The reality is that most of us are breathing all wrong—with our mouths open and without any intention or awareness, according to James Nestor, author of the fascinating book, BreathMouth breathing, he explains, undermines health and our ability to manage stress. In addition to limiting the amount of oxygen we draw into our lungs, breathing through the mouth instead of the nose contributes to periodontal disease (it is the number one cause of cavities, more damaging than sugar) bad breath, high blood pressure, and also worsens snoring and sleep apnea.

Sometimes when we’re preoccupied or multi-tasking we forget to breathe. A survey found that 80 percent of us hold our breath or breathe shallowly when reading and responding to emails or texts. Writer Linda Stone calls this “email apnea” though “screen apnea” might be a better term for it because it also occurs when we’re scrolling through social media, watching the news, and checking Twitter. It’s highly likely that you’re holding your breath as you read this.

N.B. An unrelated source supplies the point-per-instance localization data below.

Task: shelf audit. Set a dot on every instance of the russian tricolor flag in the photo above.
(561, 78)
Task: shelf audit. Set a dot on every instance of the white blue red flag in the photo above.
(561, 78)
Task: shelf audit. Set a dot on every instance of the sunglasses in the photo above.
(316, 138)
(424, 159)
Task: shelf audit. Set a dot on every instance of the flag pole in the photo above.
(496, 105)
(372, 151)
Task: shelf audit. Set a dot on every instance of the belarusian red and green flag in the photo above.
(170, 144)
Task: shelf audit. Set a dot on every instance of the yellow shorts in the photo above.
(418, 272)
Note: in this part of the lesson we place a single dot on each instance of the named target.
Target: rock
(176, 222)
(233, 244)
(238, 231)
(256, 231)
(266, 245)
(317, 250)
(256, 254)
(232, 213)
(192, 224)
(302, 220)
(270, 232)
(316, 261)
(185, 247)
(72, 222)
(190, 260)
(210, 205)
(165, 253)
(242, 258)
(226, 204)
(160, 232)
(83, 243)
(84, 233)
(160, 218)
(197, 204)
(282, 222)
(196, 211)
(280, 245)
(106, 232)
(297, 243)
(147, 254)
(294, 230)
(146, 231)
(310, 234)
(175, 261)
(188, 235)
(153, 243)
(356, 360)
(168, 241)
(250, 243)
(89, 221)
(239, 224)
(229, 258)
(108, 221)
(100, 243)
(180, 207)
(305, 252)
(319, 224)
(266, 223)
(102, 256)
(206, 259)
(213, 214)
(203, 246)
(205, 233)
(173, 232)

Being more deliberate about how you breathe has immeasurable benefits for mental and physical health. Even slight adjustments to the way you inhale and exhale can transform your mood, focus, perception of stress, and energy level. Over the long term, how you breathe impacts weight, sleep, anxiety, and cardiovascular health. Nestor shows how breathing correctly can even improve appearance by adding definition to your jawline (think Maria Shriver) and eliminating sagging jowls. Indeed, there are many reasons to pay attention to this unappreciated and undervalued bodily function.

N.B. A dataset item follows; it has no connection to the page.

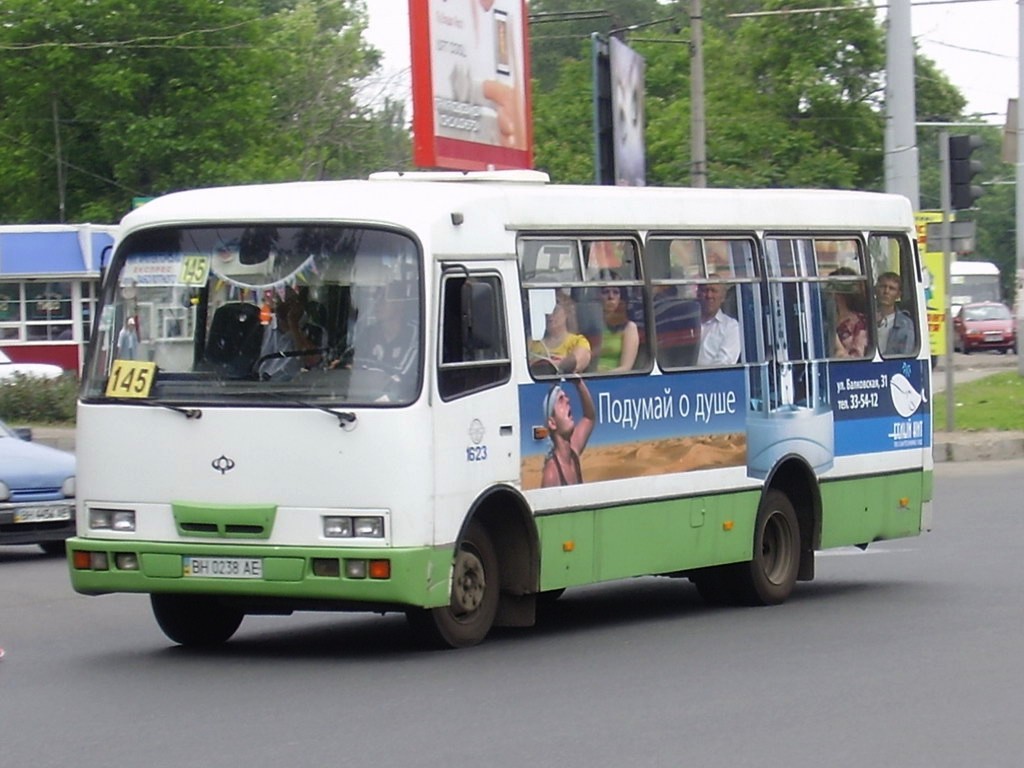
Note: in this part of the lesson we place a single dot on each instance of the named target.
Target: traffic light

Here is my favorite breathing exercise. It’s so simple. No fancy equipment, clothing, or accessories needed. The best part is you can do it right now:

1. Sit up straight

2. Relax your shoulders

3. Close your mouth

4. Inhale softly through your nose for 5.5 seconds, expanding the belly

5. Exhale softly for 5.5 seconds through your nose, bringing the belly in as the lungs empty

Each breath should feel like a wave washing over you and receding back into the ocean.

Repeat 10 times.

Bottom Line: Avoid mouth-breathing as much as you can. Make a conscious effort to breathe slowly and through the nose with long exhales.